Historical terrorist attack deaths suggest the probability of a terrorist attack causing human extinction is astronomically low. According to my preferred estimate, the median taken across the 10 distributions with lowest RSS fitted to the top 1 % logarithm of the terrorist attack deaths as a fraction of the global population, the annual probability of human extinction caused by a terrorist attack is 4.35*10^-15. Across all my 18 median estimates, it is 4.35*10^-15 for 2, and 0 for the other 16. For context, in the Existential Risk Persuasion Tournament (XPT), superforecasters and domain experts[5] predicted a probability of an engineered pathogen causing human extinction by 2100 of 0.01 % and 1 %, which are much higher than the implied by my prior estimates.

I do not think anthropics are confounding the results. There would be no one to do this analysis if a terrorist attack had caused human extinction in the past, but there would be for less severe large scale attacks, and there have not been any. The most deadly attack since 1970 on GTB only killed 1.70 k people. As a side note, the most deadly bioterrorist incident only killed 200 people (over 5 years).

Interestingly, some best fit distributions led to an annual probability of human extinction caused by a terrorist attack higher than 10 % (see last 2 graphs), which is unreasonably high. In terms of the best fit distributions to:

• The top 1 % terrorist attack deaths, a lognormal results in 45.1 %[6] (R^2 = 14.5 %).

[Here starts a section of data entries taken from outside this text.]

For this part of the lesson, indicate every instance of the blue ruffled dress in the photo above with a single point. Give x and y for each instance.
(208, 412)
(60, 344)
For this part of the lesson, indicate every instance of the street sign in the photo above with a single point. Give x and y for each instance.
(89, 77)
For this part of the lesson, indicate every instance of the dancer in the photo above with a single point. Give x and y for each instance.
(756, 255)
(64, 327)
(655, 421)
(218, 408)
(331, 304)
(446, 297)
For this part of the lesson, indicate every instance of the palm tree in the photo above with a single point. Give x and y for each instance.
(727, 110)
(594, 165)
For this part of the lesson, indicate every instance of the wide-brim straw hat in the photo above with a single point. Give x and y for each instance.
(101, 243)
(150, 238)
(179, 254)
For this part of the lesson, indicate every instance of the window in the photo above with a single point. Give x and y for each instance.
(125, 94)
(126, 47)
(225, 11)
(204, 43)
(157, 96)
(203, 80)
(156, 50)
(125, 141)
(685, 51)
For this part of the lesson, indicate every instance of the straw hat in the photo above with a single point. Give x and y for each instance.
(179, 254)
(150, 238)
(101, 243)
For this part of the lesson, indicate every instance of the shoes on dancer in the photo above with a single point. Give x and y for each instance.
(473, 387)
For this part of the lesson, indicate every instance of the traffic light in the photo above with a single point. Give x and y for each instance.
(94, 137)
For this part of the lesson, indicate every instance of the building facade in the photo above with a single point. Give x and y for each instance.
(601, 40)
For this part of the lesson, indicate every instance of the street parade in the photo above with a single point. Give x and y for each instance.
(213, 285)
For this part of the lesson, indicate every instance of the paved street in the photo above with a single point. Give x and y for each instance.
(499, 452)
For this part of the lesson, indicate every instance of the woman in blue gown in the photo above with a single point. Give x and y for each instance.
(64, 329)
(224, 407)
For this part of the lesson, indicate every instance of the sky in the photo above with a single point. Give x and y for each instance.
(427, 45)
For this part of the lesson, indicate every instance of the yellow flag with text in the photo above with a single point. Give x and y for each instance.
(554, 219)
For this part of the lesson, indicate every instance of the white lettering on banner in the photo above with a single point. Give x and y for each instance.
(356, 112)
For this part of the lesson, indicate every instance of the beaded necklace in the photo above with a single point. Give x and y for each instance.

• The logarithm of the top 1 % terrorist attack deaths as a fraction of the global population (the following are ordered by descending R^2):

Nonetheless, I have no reason to put lots of weight into the distributions above, so I assume it makes sense to rely on the median. In addition, according to extreme value theory, the right tail should follow a generalised Pareto, whose respective best fit to the top 1 % terrorist attack deaths results in an annual probability of human extinction caused by a terrorist attack of 0 (R^2 of 94.5 %).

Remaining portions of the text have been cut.